Le Gabon vit dans une tension sociale palpable. Pendant combien de temps encore le pouvoir d’Ali Bongo Ondimba pourra contenir la grogne des Gabonais. Temps difficile donc pour le Gabon et l’on s’interroge sur les turpitudes du gouvernement Julien Nkoghe Bekale qui, durant la période des vaches grasses, où un baril de pétrole était vendu à plus de 150 dollars, n’a su anticiper une chute des cours de l’or noir.
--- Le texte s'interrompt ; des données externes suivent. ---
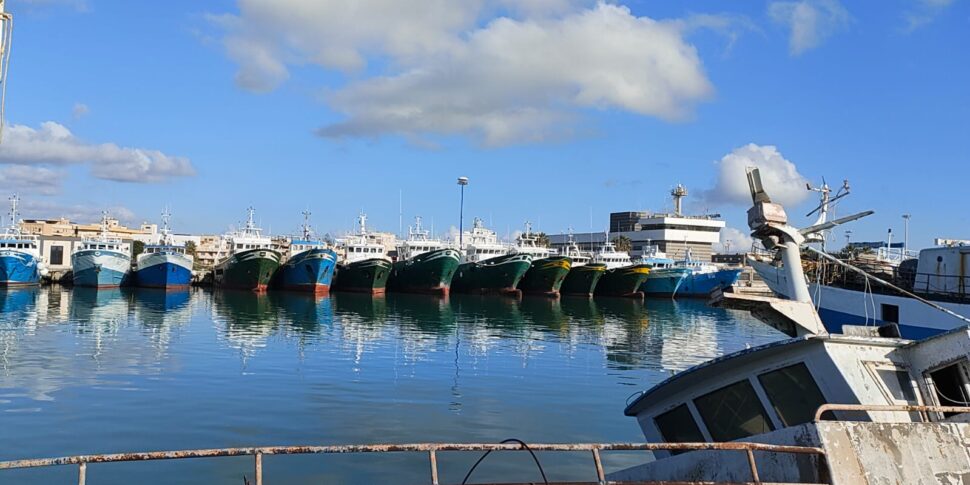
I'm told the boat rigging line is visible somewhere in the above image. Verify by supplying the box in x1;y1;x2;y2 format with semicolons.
805;246;970;324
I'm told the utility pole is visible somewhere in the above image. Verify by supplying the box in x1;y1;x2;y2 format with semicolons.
458;177;468;249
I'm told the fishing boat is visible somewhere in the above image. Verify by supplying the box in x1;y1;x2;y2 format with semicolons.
512;222;572;297
387;216;461;295
71;212;131;288
592;235;650;298
674;248;741;298
559;230;606;297
608;169;970;484
451;217;532;296
0;195;47;287
213;207;282;292
748;176;970;338
135;211;195;289
640;245;691;298
333;212;391;294
273;211;337;295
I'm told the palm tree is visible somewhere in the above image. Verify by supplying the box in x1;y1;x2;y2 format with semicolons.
612;236;633;253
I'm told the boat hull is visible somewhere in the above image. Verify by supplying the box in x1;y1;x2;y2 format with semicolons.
387;248;461;295
274;248;337;295
518;256;572;297
640;268;690;298
71;249;131;288
214;249;281;291
559;263;606;297
677;268;741;298
451;254;532;296
0;250;40;287
135;253;192;289
594;264;650;298
333;258;391;295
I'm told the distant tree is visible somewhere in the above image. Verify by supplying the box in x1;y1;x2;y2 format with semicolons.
131;241;145;259
532;232;549;247
612;236;633;253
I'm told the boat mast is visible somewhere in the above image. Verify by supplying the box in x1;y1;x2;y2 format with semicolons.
161;207;172;245
301;209;313;241
6;192;20;233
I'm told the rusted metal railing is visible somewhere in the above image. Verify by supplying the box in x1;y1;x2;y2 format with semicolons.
815;404;970;422
0;442;825;485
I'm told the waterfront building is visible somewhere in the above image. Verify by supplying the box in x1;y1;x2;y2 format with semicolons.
549;185;725;262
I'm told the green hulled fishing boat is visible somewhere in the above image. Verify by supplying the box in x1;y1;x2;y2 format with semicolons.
559;263;606;296
593;234;650;298
333;213;391;294
212;207;282;291
595;264;650;298
518;256;572;297
387;217;461;295
451;254;532;295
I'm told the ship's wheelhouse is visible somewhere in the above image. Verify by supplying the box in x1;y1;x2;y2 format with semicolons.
625;328;970;456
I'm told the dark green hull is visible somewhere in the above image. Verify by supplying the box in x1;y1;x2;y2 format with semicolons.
518;256;573;297
333;258;391;294
387;248;461;295
595;264;650;298
213;249;281;291
451;254;532;295
559;264;606;297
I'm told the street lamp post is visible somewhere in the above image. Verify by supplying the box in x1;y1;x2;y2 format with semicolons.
458;177;468;249
903;214;913;254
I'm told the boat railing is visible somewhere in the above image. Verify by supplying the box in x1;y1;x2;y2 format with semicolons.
815;404;970;422
0;440;825;485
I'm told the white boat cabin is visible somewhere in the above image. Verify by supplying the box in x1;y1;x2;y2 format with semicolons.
397;216;445;260
559;232;593;268
463;217;510;263
592;241;633;269
344;212;390;263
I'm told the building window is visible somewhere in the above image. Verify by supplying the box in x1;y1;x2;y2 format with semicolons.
694;379;773;441
50;246;64;264
758;364;825;426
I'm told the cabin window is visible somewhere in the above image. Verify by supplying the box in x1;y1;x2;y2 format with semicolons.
653;404;707;448
50;246;64;264
694;379;773;441
927;362;970;418
882;303;899;323
758;364;825;426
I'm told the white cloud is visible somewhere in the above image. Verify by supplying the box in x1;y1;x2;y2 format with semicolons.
71;103;91;119
0;121;195;183
903;0;953;32
701;143;809;206
0;165;64;195
768;0;851;56
714;227;754;253
211;0;721;146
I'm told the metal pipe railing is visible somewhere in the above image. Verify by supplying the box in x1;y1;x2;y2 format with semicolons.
0;442;825;485
815;404;970;422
Et voici venue la période des vaches maigres pour le Gabon et l’on se demande où sont passées les réserves de fonds qui devraient être constituées pour les générations futures.
Ainsi va l’Afrique des pouvoirs sclérosés. A force de perdurer aux affaires. Ils ne manquent pas seulement d’initiatives novatrices ; ils manquent jusqu’au bon sens qu’enseigne l’adage : « gouverner, c’est prévoir ».
Mais quoi qu’il en soit, les démons de la rébellion ont décidément la peau dure au Gabon. Car, visiblement, le calumet de la paix est sur le point de se briser.
Le Gabon d’hier, avec son maillage inextricable de corporatismes désuets, ne veut pas du changement solidaire. Pour l’empêcher, elle fait chanter l’exécutif. Chez le Président de la République Ali Bongo Ondimba qui, en d’autres occasions, avait prêché le dialogue social à tout prix, le ton a changé. Cette rupture-là, pas question de la manquer. Les modalités seront négociables mais la réforme se fera. Aucun recul n’est possible. Le président rappelle que les électeurs l’ont choisi pour faire des choses difficiles. Afin d’y parvenir, il s’appuie sur une conviction: les Gabonais ont changé. Leurs yeux se sont dessillés.
Le gouvernement Julien Nkoghe Bekale est d’autant moins décidé à céder que 56 % des Gabonais approuvent sa politique générale. Il préfère assumer une cassure avec une partie de son camp. Cette affaire apporte un autre enseignement. C’est l’affirmation d’une nouvelle tendance, essentiellement pragmatique, capable d’ouverture au niveau des personnes et des symboles mais moins des idées, car elle y voit un signe de faiblesse. C’est une nouvelle génération tout à fait décomplexée qui n’accepte pas les leçons de morale, d’où qu’elles viennent. Les populations attendent des résultats concrets et ne veut pas perdre de temps dans des débats éthiques. Parce qu’elles savent qu’en politique il faut agir vite.
Autrement dit, les Gabonais passeront coûte que coûte, en force s’il le faut. Toutes les générations ont entendu ce genre de discours, ces déclarations de matamore avec lesquelles le pouvoir entend toujours faire plier la moindre revendication qui s’oppose à leurs projets. L’élection présidentielle de 2016 est certes passée par là, mais les semaines écoulées montrent que nous ne sommes pas dans l’impunité politique et médiatique. Les dégâts idéologiques et politiques sont là, mais la brutale réalité de sa politique aussi et elle préoccupe déjà des secteurs croissants de la société. Pourtant, ce bras de fer annoncé ne ressemble pas à ceux que le Gabon a connus dans le passé.
Pour Ali Bongo Ondimba, le danger n’est pas là. Il est plus diffus que cette première banderille sociale. Il est dans les premiers signes d’usure que traduisent les enquêtes d’opinion. Pas de danger immédiat, mais des clignotants orange qui s’allument. L’accumulation des réformes annoncées fait naître des doutes quant à leur faisabilité et des inquiétudes quant au climat social. Au-delà de la démonstration de force, fermeté gouvernementale d’un côté, mobilisation syndicale de l’autre, le défi majeur reste la croissance. Si, comme le craignent la quasi-totalité des experts, elle reste poussive, les réformes sociales auront du mal à passer. C’est pourquoi le forum social constituera un enseignement important, non pas pour l’immédiat, mais pour le moyen terme.
Fini de rêver, retour à la réalité. Et le réveil est brutal, car elle est plutôt morose, la réalité de 2020. Ça grogne un peu partout.
Même si les régimes spéciaux sont ressentis depuis longtemps comme un privilège par une majorité de Gabonais, les mêmes sont de moins en moins convaincus de la manière dont est menée la politique économique et sociale du gouvernement.
Sachant que l’opinion, même si elle est divisée sur les mouvements sociaux, est sensible à la notion de privilège sur les régimes spéciaux, il affirme qu’il ne reculera pas à l’occasion de cette première épreuve de force sociale.
Pour l’heure, chacun mesure ses forces et affûte ses armes. Dans l’attente des parties suivantes.